Пастернак шептал мне все время о нем восторженные слова, а я ему, и оба мы в один голос сказали: «Ах, эта Демченко заслоняет его (на минуту)».
Домой мы шли вместе с Пастернаком и оба упивались нашей радостью».[116]
Вероятно, это был последний всплеск психической зараженности Пастернака мощной личностью Сталина. Обратное движение началось, вероятно, с отказа подписать коллективное требование писателей расстрела Тухачевского. А затем, разделяя общее чувство ужаса от разгула террора, Борис Леонидович пережил также личное потрясение — гибель грузинских поэтов, своих друзей — Тициана Табидзе и Паоло Яшвили. На знакомых страницах «Известий» он прочел предсмертные слова распластанного и раздавленного Бухарина… Пастернак пришел к отрицанию страшной фигуры Сталина.

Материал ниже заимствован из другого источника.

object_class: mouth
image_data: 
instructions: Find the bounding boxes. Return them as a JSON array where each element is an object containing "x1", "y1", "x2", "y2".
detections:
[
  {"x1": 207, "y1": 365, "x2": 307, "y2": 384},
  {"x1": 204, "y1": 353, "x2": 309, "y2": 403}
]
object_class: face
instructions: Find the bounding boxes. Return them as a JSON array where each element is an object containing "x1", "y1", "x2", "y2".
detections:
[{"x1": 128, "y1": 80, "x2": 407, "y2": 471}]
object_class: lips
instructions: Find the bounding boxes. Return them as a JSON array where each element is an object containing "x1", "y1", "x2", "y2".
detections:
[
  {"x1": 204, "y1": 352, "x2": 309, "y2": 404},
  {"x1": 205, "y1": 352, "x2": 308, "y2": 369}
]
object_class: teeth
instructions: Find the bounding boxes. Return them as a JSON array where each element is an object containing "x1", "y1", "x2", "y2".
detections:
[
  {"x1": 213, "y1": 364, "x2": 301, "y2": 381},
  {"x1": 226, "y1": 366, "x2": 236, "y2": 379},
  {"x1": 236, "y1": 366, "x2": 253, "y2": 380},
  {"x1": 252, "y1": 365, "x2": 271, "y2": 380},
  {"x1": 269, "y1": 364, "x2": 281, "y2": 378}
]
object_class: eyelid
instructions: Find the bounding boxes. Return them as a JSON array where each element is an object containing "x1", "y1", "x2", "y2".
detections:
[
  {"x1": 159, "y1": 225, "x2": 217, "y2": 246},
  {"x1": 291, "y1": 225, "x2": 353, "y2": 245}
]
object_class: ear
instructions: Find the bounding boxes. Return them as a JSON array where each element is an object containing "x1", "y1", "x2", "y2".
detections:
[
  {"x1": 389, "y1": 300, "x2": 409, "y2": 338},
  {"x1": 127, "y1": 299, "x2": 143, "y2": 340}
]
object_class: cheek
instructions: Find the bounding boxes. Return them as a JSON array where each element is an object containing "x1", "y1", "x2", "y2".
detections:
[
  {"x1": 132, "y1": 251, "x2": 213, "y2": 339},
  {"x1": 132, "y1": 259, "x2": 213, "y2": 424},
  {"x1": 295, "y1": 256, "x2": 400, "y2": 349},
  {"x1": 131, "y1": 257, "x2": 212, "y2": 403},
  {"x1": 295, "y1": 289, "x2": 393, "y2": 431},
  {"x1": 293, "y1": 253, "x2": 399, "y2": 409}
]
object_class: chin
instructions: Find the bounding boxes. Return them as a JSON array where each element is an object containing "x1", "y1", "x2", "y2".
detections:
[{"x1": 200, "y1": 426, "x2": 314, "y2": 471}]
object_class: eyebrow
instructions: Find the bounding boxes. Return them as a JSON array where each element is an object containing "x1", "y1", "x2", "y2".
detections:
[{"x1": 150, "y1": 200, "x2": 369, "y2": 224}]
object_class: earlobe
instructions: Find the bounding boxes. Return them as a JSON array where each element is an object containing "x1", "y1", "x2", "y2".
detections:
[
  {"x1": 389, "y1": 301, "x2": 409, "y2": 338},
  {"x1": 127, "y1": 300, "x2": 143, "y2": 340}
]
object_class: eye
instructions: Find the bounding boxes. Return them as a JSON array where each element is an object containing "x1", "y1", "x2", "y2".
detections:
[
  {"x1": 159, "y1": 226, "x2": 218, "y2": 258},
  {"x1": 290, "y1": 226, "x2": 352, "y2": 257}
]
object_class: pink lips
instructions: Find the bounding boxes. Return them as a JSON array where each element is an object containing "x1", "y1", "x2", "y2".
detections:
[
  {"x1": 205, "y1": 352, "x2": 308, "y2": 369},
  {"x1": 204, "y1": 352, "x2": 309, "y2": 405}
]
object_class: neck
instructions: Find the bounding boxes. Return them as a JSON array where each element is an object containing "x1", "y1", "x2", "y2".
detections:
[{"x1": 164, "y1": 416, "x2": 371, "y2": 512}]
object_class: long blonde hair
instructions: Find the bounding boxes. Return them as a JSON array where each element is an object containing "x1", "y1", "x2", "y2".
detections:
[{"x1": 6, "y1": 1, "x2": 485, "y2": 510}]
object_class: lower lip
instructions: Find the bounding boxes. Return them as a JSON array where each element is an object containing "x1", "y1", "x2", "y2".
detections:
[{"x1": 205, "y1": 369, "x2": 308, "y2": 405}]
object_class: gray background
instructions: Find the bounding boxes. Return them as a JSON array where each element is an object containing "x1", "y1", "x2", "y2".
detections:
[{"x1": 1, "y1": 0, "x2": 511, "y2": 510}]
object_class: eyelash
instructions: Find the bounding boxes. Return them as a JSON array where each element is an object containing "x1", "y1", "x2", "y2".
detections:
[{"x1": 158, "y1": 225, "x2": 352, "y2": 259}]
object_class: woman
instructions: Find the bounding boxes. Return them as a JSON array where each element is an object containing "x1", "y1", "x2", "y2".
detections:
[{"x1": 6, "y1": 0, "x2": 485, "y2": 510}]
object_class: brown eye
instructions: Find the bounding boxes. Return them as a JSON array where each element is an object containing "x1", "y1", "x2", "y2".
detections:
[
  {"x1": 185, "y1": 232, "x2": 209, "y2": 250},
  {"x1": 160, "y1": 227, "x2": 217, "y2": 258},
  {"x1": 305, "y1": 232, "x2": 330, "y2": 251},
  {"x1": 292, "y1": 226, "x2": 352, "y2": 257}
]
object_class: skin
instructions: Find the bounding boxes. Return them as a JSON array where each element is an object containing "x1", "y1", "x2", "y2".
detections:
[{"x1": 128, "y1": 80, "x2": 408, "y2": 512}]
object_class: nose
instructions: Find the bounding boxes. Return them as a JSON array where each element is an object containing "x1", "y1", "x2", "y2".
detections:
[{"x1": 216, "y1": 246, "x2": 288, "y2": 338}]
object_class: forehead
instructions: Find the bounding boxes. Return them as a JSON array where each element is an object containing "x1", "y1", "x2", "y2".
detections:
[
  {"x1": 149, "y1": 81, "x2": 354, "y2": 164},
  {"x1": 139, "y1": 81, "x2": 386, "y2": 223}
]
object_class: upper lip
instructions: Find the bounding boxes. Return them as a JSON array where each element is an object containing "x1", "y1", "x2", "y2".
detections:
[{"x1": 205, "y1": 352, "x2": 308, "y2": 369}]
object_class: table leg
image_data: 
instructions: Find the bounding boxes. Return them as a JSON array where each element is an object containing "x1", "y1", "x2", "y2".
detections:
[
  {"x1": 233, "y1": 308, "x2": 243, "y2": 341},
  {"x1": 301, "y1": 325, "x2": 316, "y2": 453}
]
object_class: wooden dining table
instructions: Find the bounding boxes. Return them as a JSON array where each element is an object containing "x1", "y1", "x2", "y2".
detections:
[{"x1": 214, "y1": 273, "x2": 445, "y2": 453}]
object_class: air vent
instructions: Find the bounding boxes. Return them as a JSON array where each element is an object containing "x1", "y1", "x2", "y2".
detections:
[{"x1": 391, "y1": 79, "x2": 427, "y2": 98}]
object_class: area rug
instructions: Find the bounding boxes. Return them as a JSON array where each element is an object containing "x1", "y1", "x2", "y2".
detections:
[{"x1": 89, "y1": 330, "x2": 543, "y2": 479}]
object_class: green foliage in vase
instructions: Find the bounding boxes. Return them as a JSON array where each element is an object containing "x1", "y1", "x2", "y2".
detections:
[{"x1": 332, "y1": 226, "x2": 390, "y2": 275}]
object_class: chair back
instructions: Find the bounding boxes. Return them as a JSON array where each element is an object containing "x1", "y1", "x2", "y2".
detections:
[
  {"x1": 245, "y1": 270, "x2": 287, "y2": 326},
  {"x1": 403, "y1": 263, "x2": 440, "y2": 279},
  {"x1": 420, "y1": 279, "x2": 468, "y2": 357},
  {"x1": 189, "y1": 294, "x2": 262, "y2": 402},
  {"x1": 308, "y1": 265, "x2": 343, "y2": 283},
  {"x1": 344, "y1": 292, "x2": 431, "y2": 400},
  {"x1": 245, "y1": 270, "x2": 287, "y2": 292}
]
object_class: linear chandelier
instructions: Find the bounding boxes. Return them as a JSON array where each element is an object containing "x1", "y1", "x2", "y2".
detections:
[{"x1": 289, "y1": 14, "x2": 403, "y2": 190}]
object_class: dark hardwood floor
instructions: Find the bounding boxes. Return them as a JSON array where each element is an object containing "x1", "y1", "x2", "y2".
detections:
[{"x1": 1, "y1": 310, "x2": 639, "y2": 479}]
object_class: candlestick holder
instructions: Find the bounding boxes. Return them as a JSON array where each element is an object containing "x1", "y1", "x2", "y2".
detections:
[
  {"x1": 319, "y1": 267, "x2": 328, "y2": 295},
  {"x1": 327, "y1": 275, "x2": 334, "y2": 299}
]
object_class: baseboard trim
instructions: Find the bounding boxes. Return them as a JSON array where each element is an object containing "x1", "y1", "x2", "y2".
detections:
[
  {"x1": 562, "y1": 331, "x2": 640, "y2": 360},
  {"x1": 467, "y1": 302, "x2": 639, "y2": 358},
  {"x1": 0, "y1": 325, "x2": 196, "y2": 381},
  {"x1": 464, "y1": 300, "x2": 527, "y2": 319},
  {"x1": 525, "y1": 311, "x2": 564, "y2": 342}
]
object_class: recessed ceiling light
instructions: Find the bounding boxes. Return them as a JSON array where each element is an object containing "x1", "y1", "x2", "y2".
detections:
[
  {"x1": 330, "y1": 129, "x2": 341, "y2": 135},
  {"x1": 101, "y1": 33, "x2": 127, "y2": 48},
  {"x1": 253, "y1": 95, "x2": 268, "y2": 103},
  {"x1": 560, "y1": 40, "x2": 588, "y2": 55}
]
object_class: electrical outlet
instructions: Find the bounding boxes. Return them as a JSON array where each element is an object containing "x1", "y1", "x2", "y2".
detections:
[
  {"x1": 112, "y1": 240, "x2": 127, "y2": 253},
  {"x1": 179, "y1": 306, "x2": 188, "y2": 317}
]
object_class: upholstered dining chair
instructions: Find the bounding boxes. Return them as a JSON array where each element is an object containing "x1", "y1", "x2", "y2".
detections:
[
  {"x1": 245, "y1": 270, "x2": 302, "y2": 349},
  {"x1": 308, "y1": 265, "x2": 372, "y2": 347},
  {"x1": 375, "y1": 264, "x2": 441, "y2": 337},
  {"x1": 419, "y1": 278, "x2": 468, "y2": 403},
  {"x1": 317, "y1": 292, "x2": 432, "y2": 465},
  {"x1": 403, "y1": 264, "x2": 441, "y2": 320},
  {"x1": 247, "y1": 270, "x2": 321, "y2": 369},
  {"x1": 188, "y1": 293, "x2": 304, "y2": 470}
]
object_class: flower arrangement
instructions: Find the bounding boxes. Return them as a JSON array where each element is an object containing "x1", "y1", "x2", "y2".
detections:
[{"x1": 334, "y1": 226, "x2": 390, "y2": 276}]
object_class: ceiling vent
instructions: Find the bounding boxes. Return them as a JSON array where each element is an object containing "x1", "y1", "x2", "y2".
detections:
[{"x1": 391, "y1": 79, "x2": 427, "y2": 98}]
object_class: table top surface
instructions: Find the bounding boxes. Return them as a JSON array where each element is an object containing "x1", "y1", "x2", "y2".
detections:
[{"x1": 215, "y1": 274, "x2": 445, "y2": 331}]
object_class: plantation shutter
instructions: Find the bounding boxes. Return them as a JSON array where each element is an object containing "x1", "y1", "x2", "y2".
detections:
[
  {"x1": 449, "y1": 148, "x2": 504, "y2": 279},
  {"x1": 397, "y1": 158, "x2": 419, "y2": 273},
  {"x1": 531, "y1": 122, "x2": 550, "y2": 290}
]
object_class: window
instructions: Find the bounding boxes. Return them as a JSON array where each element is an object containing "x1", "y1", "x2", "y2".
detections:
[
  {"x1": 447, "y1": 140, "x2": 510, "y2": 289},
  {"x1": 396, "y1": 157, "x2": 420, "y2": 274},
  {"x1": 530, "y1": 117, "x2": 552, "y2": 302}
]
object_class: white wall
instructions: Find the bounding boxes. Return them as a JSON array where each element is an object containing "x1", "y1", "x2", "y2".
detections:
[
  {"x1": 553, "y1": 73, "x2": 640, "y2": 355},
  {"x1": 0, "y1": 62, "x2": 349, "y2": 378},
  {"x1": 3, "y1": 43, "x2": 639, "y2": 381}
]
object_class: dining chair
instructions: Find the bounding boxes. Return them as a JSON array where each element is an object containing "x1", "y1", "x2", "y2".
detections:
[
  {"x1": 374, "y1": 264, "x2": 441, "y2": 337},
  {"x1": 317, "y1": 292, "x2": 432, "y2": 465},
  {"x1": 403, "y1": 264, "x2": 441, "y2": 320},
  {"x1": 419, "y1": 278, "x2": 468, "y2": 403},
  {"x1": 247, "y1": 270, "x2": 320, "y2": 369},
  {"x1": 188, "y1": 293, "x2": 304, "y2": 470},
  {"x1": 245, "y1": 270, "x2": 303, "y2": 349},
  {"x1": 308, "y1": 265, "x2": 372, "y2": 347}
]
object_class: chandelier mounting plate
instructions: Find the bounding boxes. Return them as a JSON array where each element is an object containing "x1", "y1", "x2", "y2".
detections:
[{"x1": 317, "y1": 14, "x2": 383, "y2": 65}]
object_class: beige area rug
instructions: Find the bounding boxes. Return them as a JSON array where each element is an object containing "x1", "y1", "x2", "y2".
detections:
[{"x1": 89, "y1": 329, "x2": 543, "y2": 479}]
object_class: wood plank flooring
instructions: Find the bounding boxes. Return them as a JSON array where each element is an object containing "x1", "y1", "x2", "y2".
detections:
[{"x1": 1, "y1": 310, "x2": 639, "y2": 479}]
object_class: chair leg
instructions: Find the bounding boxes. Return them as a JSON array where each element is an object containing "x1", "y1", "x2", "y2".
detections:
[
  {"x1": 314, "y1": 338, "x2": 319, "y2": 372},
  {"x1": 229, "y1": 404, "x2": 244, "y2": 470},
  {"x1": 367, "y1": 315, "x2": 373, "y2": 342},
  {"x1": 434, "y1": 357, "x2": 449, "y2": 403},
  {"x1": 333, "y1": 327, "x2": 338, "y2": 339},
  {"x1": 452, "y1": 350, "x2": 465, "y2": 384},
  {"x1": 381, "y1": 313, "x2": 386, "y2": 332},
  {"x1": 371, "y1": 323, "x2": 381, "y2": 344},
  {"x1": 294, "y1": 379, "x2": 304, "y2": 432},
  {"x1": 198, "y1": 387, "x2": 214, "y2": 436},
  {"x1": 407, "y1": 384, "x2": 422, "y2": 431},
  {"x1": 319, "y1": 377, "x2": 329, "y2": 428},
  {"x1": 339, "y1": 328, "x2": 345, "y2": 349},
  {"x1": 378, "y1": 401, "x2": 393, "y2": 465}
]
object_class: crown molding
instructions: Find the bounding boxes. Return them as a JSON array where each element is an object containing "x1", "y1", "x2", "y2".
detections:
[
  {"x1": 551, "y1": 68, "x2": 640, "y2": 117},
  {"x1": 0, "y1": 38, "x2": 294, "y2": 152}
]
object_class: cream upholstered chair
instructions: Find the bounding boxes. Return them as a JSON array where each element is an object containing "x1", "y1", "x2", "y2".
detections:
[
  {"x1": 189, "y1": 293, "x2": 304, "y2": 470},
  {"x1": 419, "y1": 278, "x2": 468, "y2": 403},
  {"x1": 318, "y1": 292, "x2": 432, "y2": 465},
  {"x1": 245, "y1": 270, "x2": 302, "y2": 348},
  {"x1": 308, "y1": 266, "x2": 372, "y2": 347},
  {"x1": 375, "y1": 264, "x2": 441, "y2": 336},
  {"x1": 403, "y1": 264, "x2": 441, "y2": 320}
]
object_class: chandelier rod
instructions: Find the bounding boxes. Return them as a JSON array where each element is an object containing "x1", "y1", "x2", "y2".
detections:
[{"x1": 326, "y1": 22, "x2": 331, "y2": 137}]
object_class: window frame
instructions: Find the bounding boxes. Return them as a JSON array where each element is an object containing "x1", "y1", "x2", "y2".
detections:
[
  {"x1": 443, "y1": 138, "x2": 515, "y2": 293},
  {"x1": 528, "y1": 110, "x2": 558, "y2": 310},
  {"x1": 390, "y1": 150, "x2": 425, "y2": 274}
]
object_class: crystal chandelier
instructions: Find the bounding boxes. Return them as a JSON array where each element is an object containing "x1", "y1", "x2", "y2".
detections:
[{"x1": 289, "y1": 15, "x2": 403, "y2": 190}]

Противоположным был путь Мандельштама — от острой политической сатиры до натужной «Оды Сталину». Это была конъюнктурная вещь, не заслуживающая внимания исследователя. Но в стихотворении «Меж народного шума и спеха» он так же поддался обаянию крупной исторической личности, как и Пастернак («…века могучая веха…»). Потрясенный милостью Сталина, Мандельштам говорит о нем эмоционально, благодарно («И ласкала меня и сверлила Со стены этих глаз журьба») и покаянно:
Тут случилось непредвиденное: рядом с этими смиренными стихами, когда Мандельштам думал уже совсем не о Сталине, а о грядущих «крупных оптовых смертях» XX века, очевидно, из подсознания поэта, где он «медлил и мглил», всплыл почти рядом с пастернаковским «гением поступка» «пасмурный, оспенный, и приниженный гений могил» (См. «Стихи о неизвестном солдате». 1937 г.) Разве это не портрет Сталина?
Со всеми этими стихами интересно сопоставить первоначальный отклик Осипа Эмильевича на рассказ Надежды Яковлевны о разговоре ее с Пастернаком. К сожалению, в ее беглой передаче до нас донеслись только обрывистые, не всегда внятные фразы их домашнего разговора:
«…остался вполне доволен Пастернаком, особенно его фразой о писательских организациях, которые 'не занимаются с 27-го года разбором личных дел'.
'Дал точную справку', — смеялся он. Он был недоволен самим фактом разговора: 'Зачем запутали Пастернака? Я сам должен выпутываться — он здесь ни при чем'. И еще: 'Он совершенно прав, что дело не в мастерстве… Почему Сталин так боится 'мастерства'? Это у него вроде суеверия. Думает, что мы можем нашаманить'… И наконец: 'А стишки, верно, произвели впечатление, если так раструбил про пересмотр'»[117]
Что ж, поэт оказался прав. К мысли о силе, заключенной в стихах, Осип Эмильевич возвращался не раз в беседах с С. Б. Рудаковым в Воронеже.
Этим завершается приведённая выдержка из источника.